S-matrix completion by plane-wave CBED interpolation
PRISM
In PRISM1, Colin Ophus introduced the idea of simulating a sparse grid of plane wave CBED patterns, then combining those after simulation to form shifted probe CBEDs. We plan to implement this in Issue #8. Ophus mentions that the "interpolation factor", i.e. the sparsity factor in each dimension of the frequency plane, should be such that the simulated diffraction patterns will still overlap. This is necessary because otherwise there will be no contrast due to shifting the beam to a new location.
CBED Interpolation
The limit on interpolation factor is more pronounced for defocused probes since their CBED impulse responses are necessarily more localized in Fourier space (i.e. more dispersed spatially). In order to address the lack of position-dependent contrast, we propose to infill the S-matrix. That is, we will use simulated plane-wave CBEDs on a coarse frequency grid to interpolate CBED patterns for plane-waves at intermediate locations. These intermediate locations may then be given non-zero coefficients in the probe wavefunction's Fourier transform, and we will sum them as if we had simulated those off-grid plane waves directly.
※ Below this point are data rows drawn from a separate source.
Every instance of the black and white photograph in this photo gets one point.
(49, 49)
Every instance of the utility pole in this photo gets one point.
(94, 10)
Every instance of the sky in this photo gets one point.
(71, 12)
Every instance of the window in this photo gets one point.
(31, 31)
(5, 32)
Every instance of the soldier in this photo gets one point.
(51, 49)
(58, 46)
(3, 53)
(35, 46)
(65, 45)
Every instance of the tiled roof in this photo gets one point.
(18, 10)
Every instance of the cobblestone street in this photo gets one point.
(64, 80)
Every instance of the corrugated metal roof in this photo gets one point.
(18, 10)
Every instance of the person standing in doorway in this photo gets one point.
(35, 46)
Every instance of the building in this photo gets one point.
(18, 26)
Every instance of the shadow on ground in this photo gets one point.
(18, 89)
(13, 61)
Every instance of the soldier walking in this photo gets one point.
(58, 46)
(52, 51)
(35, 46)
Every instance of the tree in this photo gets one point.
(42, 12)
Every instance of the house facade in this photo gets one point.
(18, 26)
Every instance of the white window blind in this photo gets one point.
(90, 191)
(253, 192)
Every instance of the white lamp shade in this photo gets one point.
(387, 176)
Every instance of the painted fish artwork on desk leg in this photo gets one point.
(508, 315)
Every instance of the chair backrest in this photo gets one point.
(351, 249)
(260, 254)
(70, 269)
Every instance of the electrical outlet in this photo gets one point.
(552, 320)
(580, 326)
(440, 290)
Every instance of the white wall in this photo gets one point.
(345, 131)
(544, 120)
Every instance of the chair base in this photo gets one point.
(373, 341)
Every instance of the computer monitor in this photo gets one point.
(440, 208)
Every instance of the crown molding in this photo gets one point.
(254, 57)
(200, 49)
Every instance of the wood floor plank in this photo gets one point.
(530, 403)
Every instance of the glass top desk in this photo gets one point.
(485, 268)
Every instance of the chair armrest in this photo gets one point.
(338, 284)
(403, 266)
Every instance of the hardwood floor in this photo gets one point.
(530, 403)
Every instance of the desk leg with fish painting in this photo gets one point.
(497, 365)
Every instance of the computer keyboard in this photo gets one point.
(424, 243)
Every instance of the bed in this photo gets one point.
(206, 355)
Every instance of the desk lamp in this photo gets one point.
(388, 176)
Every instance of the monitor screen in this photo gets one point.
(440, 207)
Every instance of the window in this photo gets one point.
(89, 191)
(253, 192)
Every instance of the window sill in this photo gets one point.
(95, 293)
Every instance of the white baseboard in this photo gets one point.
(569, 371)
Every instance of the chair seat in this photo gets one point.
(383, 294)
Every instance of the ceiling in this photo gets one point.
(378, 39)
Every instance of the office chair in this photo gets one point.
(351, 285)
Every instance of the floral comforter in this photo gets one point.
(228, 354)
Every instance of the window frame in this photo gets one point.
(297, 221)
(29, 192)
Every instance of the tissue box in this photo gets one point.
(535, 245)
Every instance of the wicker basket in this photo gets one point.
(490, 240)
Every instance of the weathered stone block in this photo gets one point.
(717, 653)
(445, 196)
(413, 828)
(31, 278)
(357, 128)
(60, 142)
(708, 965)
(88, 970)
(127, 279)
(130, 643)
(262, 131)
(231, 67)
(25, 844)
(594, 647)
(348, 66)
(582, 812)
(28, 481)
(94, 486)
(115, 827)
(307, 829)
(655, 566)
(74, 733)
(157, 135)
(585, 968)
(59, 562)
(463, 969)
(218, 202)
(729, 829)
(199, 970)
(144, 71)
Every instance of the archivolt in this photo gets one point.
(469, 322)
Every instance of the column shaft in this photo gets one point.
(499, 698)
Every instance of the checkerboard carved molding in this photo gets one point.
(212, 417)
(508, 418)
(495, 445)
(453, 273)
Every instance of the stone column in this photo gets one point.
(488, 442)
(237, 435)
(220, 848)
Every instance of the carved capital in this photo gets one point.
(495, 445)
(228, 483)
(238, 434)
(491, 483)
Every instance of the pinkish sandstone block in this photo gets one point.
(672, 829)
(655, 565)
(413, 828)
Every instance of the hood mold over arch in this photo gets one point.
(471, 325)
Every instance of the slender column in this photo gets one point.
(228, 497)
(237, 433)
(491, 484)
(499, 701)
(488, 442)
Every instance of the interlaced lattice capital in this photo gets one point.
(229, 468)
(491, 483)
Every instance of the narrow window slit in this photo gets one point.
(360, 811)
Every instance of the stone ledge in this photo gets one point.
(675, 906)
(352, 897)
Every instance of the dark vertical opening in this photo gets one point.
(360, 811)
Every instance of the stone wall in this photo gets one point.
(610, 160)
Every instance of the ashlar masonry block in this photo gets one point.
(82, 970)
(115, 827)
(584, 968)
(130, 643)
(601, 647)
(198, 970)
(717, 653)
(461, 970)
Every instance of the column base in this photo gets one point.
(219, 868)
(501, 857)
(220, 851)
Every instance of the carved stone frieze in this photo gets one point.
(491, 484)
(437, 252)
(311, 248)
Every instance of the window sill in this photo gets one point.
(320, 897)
We will do the interpolation by shifting each simulation to the origin (from the 2D input frequency position), performing a weighted sum using bilinear interpolation weights, then shifting the result to the desired (interpolated) frequency position.
Plan
Once #8 is implemented, we can implement interpolation as an optional step, by holding separate probe and simulation frequency grids, accepting a frequency grid at simulation time. Note that this enables us to use different offsets to simulate different plane-waves at every gradient iteration.